Her room is covered in bits and pieces of bright saffron-colored nylon cloth. In one corner a dress created from that fabric hangs on a mannequin, in the other corner, Amanda Barret, a senior in textile technology and art and design, leans over a sewing machine putting the finishing touches on one of her four pieces for the fashion show, co-sponsored by the College of Design and the College of Textiles, Collection: Art to Wear.
Thirteen designers in the two schools spent months planning, designing, sewing and altering their fashion creations for the show. The day of the show they spend hours before working with their models, making sure their hair and make-up are perfect, fixing last-minute issues and chatting with other designers. When it’s time, the models walk down the stage, the finished product of months of work.
It all starts with the fabric, though. Barret, who has done work with recycled materials, is using something special.
“I’m using the fabric from ‘The Gates’, by Christo and Jeanne-Claude, in New York City,” Barret said. “I felt like I had to do something to live up to it.”
“The Gates” was a temporary outdoor art exhibition at Central Park in New York City.
Nina Tie, a junior in textile and apparel management and textile technology, went with satin for the majority of her work to fit with her theme — pearls and lace.
“I’ve always liked [satin]; it’s not hard to deal with, and it’s pretty too,” Tie said. “It’s classy.”
One designer, Chris Jordan, a senior in textile and apparel management, picked his fabrics on personal choice.

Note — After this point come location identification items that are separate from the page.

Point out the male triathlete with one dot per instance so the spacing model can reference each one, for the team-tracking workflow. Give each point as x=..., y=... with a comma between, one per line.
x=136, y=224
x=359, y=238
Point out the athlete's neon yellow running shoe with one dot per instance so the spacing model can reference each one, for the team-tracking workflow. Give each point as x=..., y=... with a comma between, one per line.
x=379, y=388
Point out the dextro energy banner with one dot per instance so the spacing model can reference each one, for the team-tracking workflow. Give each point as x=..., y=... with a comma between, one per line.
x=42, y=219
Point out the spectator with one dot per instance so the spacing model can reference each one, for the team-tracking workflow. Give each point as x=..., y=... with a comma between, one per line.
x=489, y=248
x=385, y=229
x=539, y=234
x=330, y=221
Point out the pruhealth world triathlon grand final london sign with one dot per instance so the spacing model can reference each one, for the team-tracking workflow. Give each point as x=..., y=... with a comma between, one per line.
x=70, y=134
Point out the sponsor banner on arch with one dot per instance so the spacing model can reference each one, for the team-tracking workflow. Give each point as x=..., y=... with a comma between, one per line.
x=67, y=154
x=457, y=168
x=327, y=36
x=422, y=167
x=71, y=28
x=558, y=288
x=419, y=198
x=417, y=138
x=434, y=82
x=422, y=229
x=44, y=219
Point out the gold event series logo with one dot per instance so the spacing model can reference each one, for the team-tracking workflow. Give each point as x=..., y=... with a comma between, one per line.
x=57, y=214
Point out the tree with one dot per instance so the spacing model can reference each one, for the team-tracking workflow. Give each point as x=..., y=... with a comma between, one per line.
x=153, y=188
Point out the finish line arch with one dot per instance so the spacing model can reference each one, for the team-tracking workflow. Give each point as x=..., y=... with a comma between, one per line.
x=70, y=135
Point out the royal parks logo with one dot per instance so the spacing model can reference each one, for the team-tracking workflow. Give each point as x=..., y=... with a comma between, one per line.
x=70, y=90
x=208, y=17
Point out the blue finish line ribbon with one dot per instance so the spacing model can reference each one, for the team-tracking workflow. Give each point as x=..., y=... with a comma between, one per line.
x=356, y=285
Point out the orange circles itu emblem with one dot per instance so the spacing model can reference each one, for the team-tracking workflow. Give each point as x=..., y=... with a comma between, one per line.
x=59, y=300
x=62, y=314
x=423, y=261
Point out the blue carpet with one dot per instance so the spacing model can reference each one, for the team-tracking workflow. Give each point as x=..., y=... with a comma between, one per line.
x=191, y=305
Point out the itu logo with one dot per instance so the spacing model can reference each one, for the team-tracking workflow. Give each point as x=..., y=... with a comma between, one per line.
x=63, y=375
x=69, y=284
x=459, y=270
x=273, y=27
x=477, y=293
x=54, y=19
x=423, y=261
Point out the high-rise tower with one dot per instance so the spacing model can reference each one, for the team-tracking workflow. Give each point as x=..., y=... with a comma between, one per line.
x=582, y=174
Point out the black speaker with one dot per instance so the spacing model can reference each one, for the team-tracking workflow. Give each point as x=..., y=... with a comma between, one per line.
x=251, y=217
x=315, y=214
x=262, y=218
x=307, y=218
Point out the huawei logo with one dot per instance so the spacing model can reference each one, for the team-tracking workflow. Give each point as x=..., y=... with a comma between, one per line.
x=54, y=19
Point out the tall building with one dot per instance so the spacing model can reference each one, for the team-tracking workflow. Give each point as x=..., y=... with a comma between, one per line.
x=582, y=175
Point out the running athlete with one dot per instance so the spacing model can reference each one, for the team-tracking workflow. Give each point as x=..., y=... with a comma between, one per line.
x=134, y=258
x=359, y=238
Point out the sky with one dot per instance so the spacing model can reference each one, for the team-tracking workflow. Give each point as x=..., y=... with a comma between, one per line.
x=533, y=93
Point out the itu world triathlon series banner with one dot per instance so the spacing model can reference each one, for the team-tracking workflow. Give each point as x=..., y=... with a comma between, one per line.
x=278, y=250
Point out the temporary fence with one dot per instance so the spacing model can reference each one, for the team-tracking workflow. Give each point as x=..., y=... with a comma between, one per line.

“I use multiple fabrics,” Jordan said, “I have an extreme love for houndstooth. I was looking for a houndstooth with a big motif.”
Once the fabrics were gathered, the work began on sewing the pieces.
“I’ll probably be working until four on Friday,” Garret said.
One of the important aspects of the presentation for the clothes is the model wearing them and their personality.
“It’s not about picking a model that fits in the clothes. It’s about having that panache,” Garret said.
Some of the designers used their models for inspiration for the clothes.
“He designed [our dresses] based on what our personalities are like,” Leah Dorsey, a senior in textile and apparel management, said about Jordan’s dresses.
On the day of the show, last-minute alterations are made and then the models go through make-up and hair. Each model is on stage for less than a minute before it’s all done, leaving months of work to be impressed upon by the audience, many of whom walk away with a favorite, such as Adrea Whitley, who enjoyed Jonathan Gatlin’s creations.
“I like the theme that he had going,” Whitley said. “His designs were creative.”
The designers walked away, too, with impression of their show.
“If you had told me in the beginning that I was to take these six dresses and these six models, I would have thought it crazy to turn it out this good, ” Jordan said.